Today I've really thought about how far I've come since joining the Church for what seems like a lifetime ago. I've learned a lot and put a lot of things into practice and develop habits through acts of obedience. It's not easy to come into the Church and feel run over by a steam roller in trying to do everything at once. Everywhere you turn there is something you should be doing and everyone else seems to be doing everything even alluded to!! I remember trying to wrap my brain around all of the list that seemed as detailed as the law of Moses. Looking back I always wished that someone would have said to me....you are nice the way you are. you are not some big professional sinner woman headed to outer darkness. just be patient and attend your meetings and just incorporate what you can, get a handle on it and then take on something else.
Taking a deep breath, and looking way back, I see that I have incorporated the Gospel into my very being and I quite like it! The problem is...once you start you really can't quit or take time off or grow lax in what you've learned to do as a part of your spiritual base. Doing so lessens the Spirit. Like a dimmer switch on a bulb that really has a lot of wattage. You sort of burn out and unless that switch is clicked to full power you can't really see things clearly. It's to dark, not only within your soul but also your actually vision becomes fuzzy, distorted and you become out of sorts. I was not seeing clearly.

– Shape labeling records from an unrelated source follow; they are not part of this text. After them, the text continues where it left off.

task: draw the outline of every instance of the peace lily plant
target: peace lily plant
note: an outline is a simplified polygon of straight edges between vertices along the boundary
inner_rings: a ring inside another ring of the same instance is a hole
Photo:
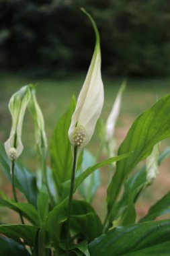
[[[13,198],[1,192],[0,206],[18,213],[21,223],[1,223],[0,255],[169,255],[170,220],[168,216],[163,220],[155,219],[169,214],[170,193],[152,205],[140,220],[135,206],[142,192],[157,179],[161,162],[170,154],[169,147],[162,152],[159,147],[161,141],[170,137],[170,94],[134,121],[118,155],[110,157],[115,155],[116,148],[110,142],[115,139],[125,84],[108,120],[98,120],[103,104],[99,34],[91,16],[83,11],[95,31],[94,53],[77,102],[73,96],[54,129],[49,146],[50,166],[46,164],[45,123],[35,88],[24,86],[9,101],[11,129],[5,148],[1,146],[0,163],[12,185]],[[24,154],[22,134],[26,108],[34,124],[40,177],[19,162],[21,154]],[[99,145],[94,156],[86,146],[96,124]],[[99,162],[101,156],[105,160]],[[142,168],[138,166],[141,161]],[[107,212],[101,220],[91,203],[101,184],[103,166],[103,172],[108,170],[110,179]],[[24,197],[22,201],[16,190]],[[75,191],[79,199],[73,199]]]

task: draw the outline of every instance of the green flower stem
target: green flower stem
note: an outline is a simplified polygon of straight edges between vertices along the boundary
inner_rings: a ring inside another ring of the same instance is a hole
[[[71,208],[72,208],[73,195],[73,191],[74,191],[75,171],[76,171],[76,166],[77,166],[77,146],[75,146],[73,161],[73,168],[72,168],[72,172],[71,172],[70,193],[69,193],[69,205],[68,205],[68,218],[67,220],[66,256],[69,256],[69,242],[70,242],[69,233],[70,233],[70,226],[71,226]]]
[[[50,197],[50,205],[51,205],[52,208],[55,205],[55,203],[54,203],[53,197],[51,195],[50,188],[48,186],[48,183],[45,154],[44,154],[44,156],[41,155],[41,163],[42,163],[42,185],[44,184],[46,187],[47,191],[48,191],[48,193],[49,197]]]
[[[11,178],[12,178],[12,191],[13,191],[13,198],[14,200],[15,201],[16,203],[18,203],[17,197],[17,194],[15,191],[15,176],[14,176],[14,170],[15,170],[15,160],[11,161]],[[19,212],[19,215],[21,219],[22,224],[24,224],[24,218],[22,216],[22,214],[21,212]]]

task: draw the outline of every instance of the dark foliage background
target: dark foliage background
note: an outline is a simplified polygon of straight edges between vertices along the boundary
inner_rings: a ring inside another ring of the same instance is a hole
[[[97,22],[109,74],[169,74],[169,0],[1,0],[1,68],[87,69],[94,34],[81,7]]]

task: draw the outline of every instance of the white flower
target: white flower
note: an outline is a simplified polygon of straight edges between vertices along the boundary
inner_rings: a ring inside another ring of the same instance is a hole
[[[34,122],[36,143],[41,155],[44,156],[47,150],[44,120],[42,110],[37,102],[36,90],[33,86],[30,86],[30,92],[31,99],[29,106]]]
[[[85,81],[78,97],[69,130],[69,137],[73,146],[84,147],[90,141],[104,101],[103,85],[101,75],[99,34],[95,22],[90,19],[96,37],[95,47]]]
[[[5,143],[5,149],[11,160],[18,158],[24,148],[22,142],[22,123],[30,98],[29,86],[26,86],[16,92],[11,96],[9,102],[12,125],[9,138]]]
[[[151,155],[147,157],[146,161],[146,182],[148,185],[153,183],[159,173],[158,158],[159,143],[153,147]]]
[[[105,133],[106,133],[106,140],[108,141],[110,141],[114,136],[115,126],[116,125],[117,120],[119,116],[122,94],[126,88],[126,82],[123,82],[122,85],[118,91],[118,93],[116,96],[114,104],[113,105],[112,109],[106,121]]]

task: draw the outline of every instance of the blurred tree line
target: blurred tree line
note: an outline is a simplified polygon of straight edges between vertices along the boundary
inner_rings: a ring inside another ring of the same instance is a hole
[[[0,0],[0,66],[48,74],[86,69],[99,28],[110,74],[170,73],[169,0]]]

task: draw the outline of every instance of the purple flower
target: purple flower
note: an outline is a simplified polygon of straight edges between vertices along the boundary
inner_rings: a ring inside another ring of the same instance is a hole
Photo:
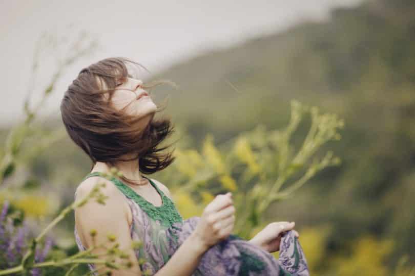
[[[53,245],[53,239],[50,237],[47,237],[45,241],[45,246],[43,250],[40,248],[36,249],[35,253],[35,262],[41,263],[45,260],[45,258],[48,255],[48,253]],[[32,276],[39,276],[40,275],[40,269],[36,267],[30,270]]]
[[[28,232],[27,224],[26,221],[24,225],[19,228],[17,236],[16,238],[16,251],[19,255],[22,254],[22,249],[25,246],[25,238]]]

The fog is lifting and I'm seeing that no matter what method is used to cause a person to decrease their obedience to simple acts...acts needing consistency of replenishment...the feelings once enjoyed that felt a natural part of one's being, will fade.

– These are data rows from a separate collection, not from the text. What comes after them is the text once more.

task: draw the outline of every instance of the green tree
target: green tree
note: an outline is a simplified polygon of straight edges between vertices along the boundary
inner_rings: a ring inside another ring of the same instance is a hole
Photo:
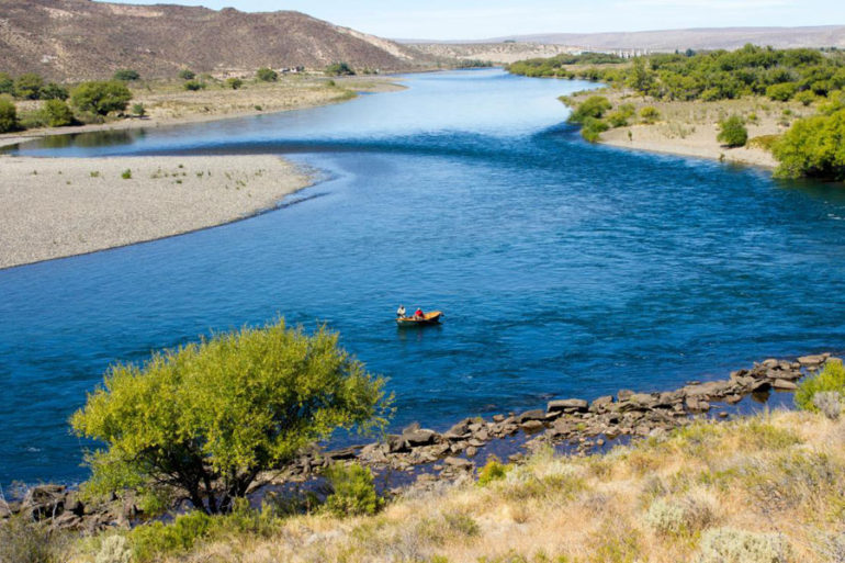
[[[41,92],[38,92],[38,98],[42,100],[61,100],[65,101],[69,97],[67,88],[64,86],[57,85],[56,82],[50,82],[44,88],[41,89]]]
[[[121,68],[114,72],[113,78],[123,82],[132,82],[133,80],[140,78],[140,75],[137,70],[133,70],[131,68]]]
[[[14,79],[14,95],[21,100],[37,100],[44,79],[34,72],[26,72]]]
[[[16,108],[11,101],[0,98],[0,133],[16,131],[18,127]]]
[[[8,72],[0,72],[0,94],[14,93],[14,80]]]
[[[275,82],[279,80],[279,74],[272,68],[262,67],[256,70],[256,78],[262,82]]]
[[[65,127],[76,123],[74,112],[63,100],[47,100],[41,109],[42,120],[49,127]]]
[[[97,115],[122,112],[129,100],[132,92],[117,80],[82,82],[70,91],[70,103],[74,106]]]
[[[831,113],[796,121],[775,143],[780,178],[802,176],[845,180],[845,109],[831,104]]]
[[[729,147],[744,147],[748,142],[748,130],[745,128],[745,121],[739,115],[731,115],[719,123],[719,135],[716,139],[724,143]]]
[[[338,427],[383,426],[383,385],[336,334],[279,320],[115,365],[71,424],[108,446],[88,458],[91,491],[173,486],[218,513]]]

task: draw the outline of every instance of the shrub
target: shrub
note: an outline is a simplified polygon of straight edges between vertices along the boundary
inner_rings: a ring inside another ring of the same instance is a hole
[[[505,478],[507,473],[508,466],[502,463],[495,455],[491,455],[487,458],[487,463],[478,470],[478,486],[486,486],[494,481]]]
[[[112,367],[71,419],[77,435],[108,444],[88,455],[87,486],[151,481],[198,509],[228,511],[261,471],[338,428],[383,426],[384,381],[337,342],[279,320]]]
[[[655,123],[661,119],[661,112],[658,112],[657,109],[652,105],[646,105],[640,110],[640,119],[644,123]]]
[[[708,530],[701,538],[700,563],[787,563],[789,544],[779,533],[734,528]]]
[[[41,89],[41,92],[38,92],[38,98],[41,100],[67,100],[68,99],[68,91],[67,88],[64,86],[59,86],[56,82],[50,82],[44,88]]]
[[[115,80],[82,82],[70,91],[70,103],[80,111],[101,116],[124,111],[129,100],[129,89]]]
[[[797,91],[798,85],[796,82],[781,82],[779,85],[771,85],[766,88],[766,95],[771,100],[786,102],[791,100]]]
[[[811,90],[803,90],[795,95],[796,101],[801,102],[804,105],[813,103],[818,97]]]
[[[131,68],[122,68],[114,72],[114,79],[122,80],[124,82],[132,82],[133,80],[137,80],[138,78],[140,78],[140,75],[138,74],[138,71],[133,70]]]
[[[184,553],[209,534],[211,526],[211,517],[202,510],[177,516],[170,525],[157,521],[138,526],[128,534],[133,555],[144,562]]]
[[[732,115],[719,123],[717,140],[729,147],[744,147],[748,142],[748,130],[745,122],[739,115]]]
[[[132,549],[129,541],[123,536],[109,536],[100,544],[100,551],[94,558],[94,563],[129,563]]]
[[[76,123],[74,112],[61,100],[47,100],[41,112],[44,123],[50,127],[65,127]]]
[[[190,90],[192,92],[195,92],[198,90],[204,90],[205,89],[205,82],[201,82],[200,80],[188,80],[182,87],[185,90]]]
[[[34,72],[26,72],[14,79],[14,95],[21,100],[37,100],[44,79]]]
[[[262,67],[256,70],[256,78],[262,82],[275,82],[279,80],[279,74],[272,68]]]
[[[358,463],[336,463],[326,472],[334,493],[326,498],[326,508],[336,516],[373,515],[384,504],[375,493],[370,468]]]
[[[845,368],[842,361],[827,360],[819,373],[811,378],[804,378],[798,384],[796,391],[796,405],[802,410],[813,413],[820,412],[820,407],[814,403],[816,393],[835,393],[841,398],[845,397]]]
[[[0,98],[0,133],[16,131],[18,127],[18,109],[9,100]]]
[[[326,67],[326,74],[331,76],[354,75],[354,70],[347,63],[335,63]]]
[[[584,123],[588,117],[598,120],[610,108],[610,102],[604,95],[590,95],[572,111],[568,121],[570,123]]]
[[[0,523],[0,562],[64,563],[67,538],[22,515]]]

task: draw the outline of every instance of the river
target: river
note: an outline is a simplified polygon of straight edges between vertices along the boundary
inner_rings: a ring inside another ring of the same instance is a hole
[[[115,361],[283,315],[390,378],[394,427],[674,389],[845,341],[845,191],[588,145],[500,70],[275,115],[24,145],[21,155],[273,153],[291,205],[0,271],[0,484],[79,481],[68,431]],[[446,312],[401,330],[399,303]]]

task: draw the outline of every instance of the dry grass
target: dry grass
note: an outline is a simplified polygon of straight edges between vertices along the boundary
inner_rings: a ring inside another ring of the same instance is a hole
[[[701,423],[604,455],[540,452],[483,487],[440,484],[375,517],[295,517],[270,540],[167,561],[842,561],[844,442],[845,424],[808,413]]]

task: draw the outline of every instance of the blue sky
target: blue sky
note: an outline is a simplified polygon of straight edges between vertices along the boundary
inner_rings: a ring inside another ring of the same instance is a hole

It's interesting to think how subtle this has been and even though I've attended Church etc. I still neglected my spiritual health and all the while tending to Terry's physical health the best I could.
Prayer has been the one constant in my life since I learned to pray, from the Missionaries, and then that ability grew and over time I figured out how to access God through that communication, just as many others have. What a blessing in my life. I am a pray-er!

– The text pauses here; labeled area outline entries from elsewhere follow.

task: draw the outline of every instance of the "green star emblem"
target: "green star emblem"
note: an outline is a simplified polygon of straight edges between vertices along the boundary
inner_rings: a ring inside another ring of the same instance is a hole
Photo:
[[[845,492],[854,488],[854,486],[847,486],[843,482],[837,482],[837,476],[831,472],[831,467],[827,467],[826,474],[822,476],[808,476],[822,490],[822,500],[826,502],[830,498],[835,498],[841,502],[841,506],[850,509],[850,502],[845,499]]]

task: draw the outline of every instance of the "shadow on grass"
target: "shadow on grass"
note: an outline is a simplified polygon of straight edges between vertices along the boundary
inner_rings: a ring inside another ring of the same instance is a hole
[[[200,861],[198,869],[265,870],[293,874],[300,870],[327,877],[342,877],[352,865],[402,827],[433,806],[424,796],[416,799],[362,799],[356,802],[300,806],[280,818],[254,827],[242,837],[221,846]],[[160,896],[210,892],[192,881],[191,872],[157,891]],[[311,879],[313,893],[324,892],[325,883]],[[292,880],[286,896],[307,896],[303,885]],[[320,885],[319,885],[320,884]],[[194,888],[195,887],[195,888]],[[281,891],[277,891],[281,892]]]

When I learned we needed to bless all food, say 2 family prayers, 2 private prayers, 2 couple prayers and then to read in the Book of Mormon about "pray mid-day" also!!! It was like entering a religious order of some sort based on constant prayer. I admit that it was figured out... tried and failed, tried and succeeded, integrated soul-wise and is a personal Balm in Gilead and a rather constant in my life be it verbal or silent. It is marvelous to pray and get answers from a loving Father in Heaven.
Thinking about my growth in prayer reminds me that it isn't that I'm not doing enough variety of acts of obedience, I've just been obedience-coasting down a sloped hill, hit the flat land and the coasting stopped. I fell off the scooter!!! Fell off because I slowed to the point of stopping what has become a very important part of my life...Temple, study,etc. etc. The dab of things I've done do not feed my soul substantially. This awareness is getting me back to my own comfort zone.
My mind is on the guidance and promise of my Patriarchal blessing. A re-read of that will steer me in the right direction for course correction. Reading that and other copies of blessings given by Terry and some by Greg are my refreshing directive.
Moving ahead!! Yes!! It's coming together and I feel better and better.